Hash Maps - Trading Space for Constant-Time Lookup // Megha Bose

Helpful context:

Data Structures - Storage Is Strategy

Imagine you are running the world’s largest library - 10 million books. A patron walks in and asks for a specific title. In the worst version of this library, the books are shelved in no particular order. You start at shelf one and check every book. On a good day, the book is near the front. On a bad day, it is the last one. On average, you check 5 million books. This is $O(n)$ lookup.

The phone book solved a version of this problem with alphabetical ordering: $O(\log n)$ binary search. Find the midpoint, decide left or right, repeat. Much better. But even binary search on a million entries takes about 20 comparisons. Could we do it in one?

Hans Peter Luhn, an IBM engineer, asked this question in 1953. His answer - credited as one of the earliest descriptions of hashing - was startling in its simplicity: instead of searching for the key, compute a number from the key, and use that number directly as the index where the value lives. If you can compute “where this key should be,” you never have to search at all.

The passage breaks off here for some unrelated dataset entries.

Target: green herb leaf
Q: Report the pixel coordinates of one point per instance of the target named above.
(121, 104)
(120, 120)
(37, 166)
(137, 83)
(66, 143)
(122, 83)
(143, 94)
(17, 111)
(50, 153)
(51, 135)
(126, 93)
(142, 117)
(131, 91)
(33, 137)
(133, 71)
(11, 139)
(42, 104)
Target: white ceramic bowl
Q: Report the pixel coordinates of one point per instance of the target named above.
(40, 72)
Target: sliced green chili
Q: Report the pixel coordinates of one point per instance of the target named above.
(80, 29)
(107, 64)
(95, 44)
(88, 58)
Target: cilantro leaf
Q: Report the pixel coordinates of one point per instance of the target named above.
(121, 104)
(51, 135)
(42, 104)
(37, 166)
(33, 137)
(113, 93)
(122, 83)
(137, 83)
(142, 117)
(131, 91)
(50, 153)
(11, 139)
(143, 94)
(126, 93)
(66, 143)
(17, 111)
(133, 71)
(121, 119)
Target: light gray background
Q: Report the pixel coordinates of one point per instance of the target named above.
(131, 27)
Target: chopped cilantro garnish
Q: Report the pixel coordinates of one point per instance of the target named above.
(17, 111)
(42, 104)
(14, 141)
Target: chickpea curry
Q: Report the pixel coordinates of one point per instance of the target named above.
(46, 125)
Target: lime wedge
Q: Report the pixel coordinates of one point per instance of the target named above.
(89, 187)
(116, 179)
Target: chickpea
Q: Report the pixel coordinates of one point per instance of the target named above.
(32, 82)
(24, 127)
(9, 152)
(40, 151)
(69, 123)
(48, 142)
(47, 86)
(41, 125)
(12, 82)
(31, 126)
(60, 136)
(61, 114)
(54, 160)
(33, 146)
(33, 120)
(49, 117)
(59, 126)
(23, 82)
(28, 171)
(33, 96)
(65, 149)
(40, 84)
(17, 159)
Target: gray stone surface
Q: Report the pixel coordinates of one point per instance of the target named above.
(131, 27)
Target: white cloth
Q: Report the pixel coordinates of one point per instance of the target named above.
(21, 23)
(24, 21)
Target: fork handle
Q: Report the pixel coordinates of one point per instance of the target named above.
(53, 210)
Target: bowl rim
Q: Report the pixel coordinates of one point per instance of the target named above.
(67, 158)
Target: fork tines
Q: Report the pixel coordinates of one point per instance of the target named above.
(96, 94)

This is the hash table. It is one of the most important data structures in computing, and understanding why it works - and crucially, when it breaks - is essential for anyone writing real software.

The Core Idea: From Key to Index

A hash function takes a key (a string, a number, anything) and returns an integer. That integer, reduced modulo the table size, gives you an index into an array. The value lives at that index.

# Python's built-in hash function
print(hash("alice"))   # some large integer, e.g. 7485320218934759040
print(hash(42))        # 42  (integers often hash to themselves)
print(hash("alice") % 16)   # e.g. 0 - index into a 16-bucket table

The lookup then works like this: to find “alice”, compute hash("alice") % table_size, jump directly to that index, done. One computation, one array access - $O(1)$.

Note that Python randomizes hash seeds at startup (since Python 3.3). This means hash("alice") returns a different integer each time you run Python, though it stays stable within a single run. This is an important security decision we will return to.

Why Collisions Are Inevitable: The Birthday Paradox

The immediate question is: what happens when two different keys hash to the same index? This is called a collision, and the surprising truth is that collisions are not rare edge cases - they are mathematically inevitable long before the table is full.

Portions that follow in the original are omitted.